Multi-version concurrency control (MVCC) in DBMS Theory - Time & Space Complexity
We want to understand how the time cost of managing multiple versions of data grows as more transactions happen.
How does MVCC handle many reads and writes efficiently as data changes?
Analyze the time complexity of the following MVCC operations.
-- When a transaction reads data:
SELECT * FROM table WHERE id = X AND version <= current_version ORDER BY version DESC LIMIT 1;
-- When a transaction writes data:
INSERT INTO table (id, data, version) VALUES (X, new_data, new_version);
-- Cleanup old versions:
DELETE FROM table WHERE version < oldest_active_version;
This snippet shows how MVCC reads the latest visible version, writes a new version, and cleans old versions.
Look at what repeats as data and transactions grow.
- Primary operation: Searching for the correct version of a row during reads.
- How many times: Once per read, but depends on how many versions exist for that row.
As more versions accumulate, finding the right version can take longer if not indexed well.

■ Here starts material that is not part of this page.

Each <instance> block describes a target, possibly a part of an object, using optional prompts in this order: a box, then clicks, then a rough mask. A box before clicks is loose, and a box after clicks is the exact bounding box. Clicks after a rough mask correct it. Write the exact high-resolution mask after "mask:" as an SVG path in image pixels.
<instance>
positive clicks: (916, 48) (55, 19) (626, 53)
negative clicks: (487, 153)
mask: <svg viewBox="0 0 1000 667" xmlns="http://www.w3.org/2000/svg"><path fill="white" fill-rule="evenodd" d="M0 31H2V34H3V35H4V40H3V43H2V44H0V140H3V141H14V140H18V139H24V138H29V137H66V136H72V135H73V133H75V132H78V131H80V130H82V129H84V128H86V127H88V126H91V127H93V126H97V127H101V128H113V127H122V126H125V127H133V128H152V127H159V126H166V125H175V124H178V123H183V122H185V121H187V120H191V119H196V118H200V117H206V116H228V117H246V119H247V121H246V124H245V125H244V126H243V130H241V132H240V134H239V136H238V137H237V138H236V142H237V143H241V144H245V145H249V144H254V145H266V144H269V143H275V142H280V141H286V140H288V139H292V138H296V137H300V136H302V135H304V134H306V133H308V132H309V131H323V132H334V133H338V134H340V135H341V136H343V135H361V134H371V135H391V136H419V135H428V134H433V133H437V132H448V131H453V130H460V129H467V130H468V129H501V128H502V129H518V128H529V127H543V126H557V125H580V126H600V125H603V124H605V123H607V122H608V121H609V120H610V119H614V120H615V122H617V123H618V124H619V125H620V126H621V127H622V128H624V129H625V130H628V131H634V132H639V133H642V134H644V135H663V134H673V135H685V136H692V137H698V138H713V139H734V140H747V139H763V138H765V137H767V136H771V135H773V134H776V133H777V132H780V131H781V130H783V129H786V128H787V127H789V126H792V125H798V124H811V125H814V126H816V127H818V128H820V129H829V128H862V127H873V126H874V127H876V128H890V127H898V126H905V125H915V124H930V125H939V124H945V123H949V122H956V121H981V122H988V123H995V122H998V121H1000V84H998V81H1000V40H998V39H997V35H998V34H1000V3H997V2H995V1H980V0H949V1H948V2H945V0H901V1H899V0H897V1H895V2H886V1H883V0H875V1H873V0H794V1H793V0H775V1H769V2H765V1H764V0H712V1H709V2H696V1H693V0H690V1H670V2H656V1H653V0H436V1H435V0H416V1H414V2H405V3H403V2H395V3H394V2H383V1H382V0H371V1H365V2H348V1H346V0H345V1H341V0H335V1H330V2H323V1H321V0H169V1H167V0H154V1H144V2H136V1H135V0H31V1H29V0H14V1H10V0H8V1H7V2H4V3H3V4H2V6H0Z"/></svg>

| Input Size (versions per row) | Approx. Operations |
|---|---|
| 10 | About 10 checks to find the right version |
| 100 | About 100 checks if no index |
| 1000 | About 1000 checks if no index |
Pattern observation: Without indexing, the search grows linearly with the number of versions per row.
Time Complexity: O(n)
This means the time to find the correct version grows linearly with the number of versions stored for a row.
[X] Wrong: "MVCC always gives constant time reads regardless of versions."
[OK] Correct: If many versions exist and no indexing is used, the system may scan many versions, making reads slower.
Understanding how MVCC scales helps you explain database performance and concurrency control clearly, a valuable skill in many roles.
"What if we added an index on the version column? How would the time complexity change?"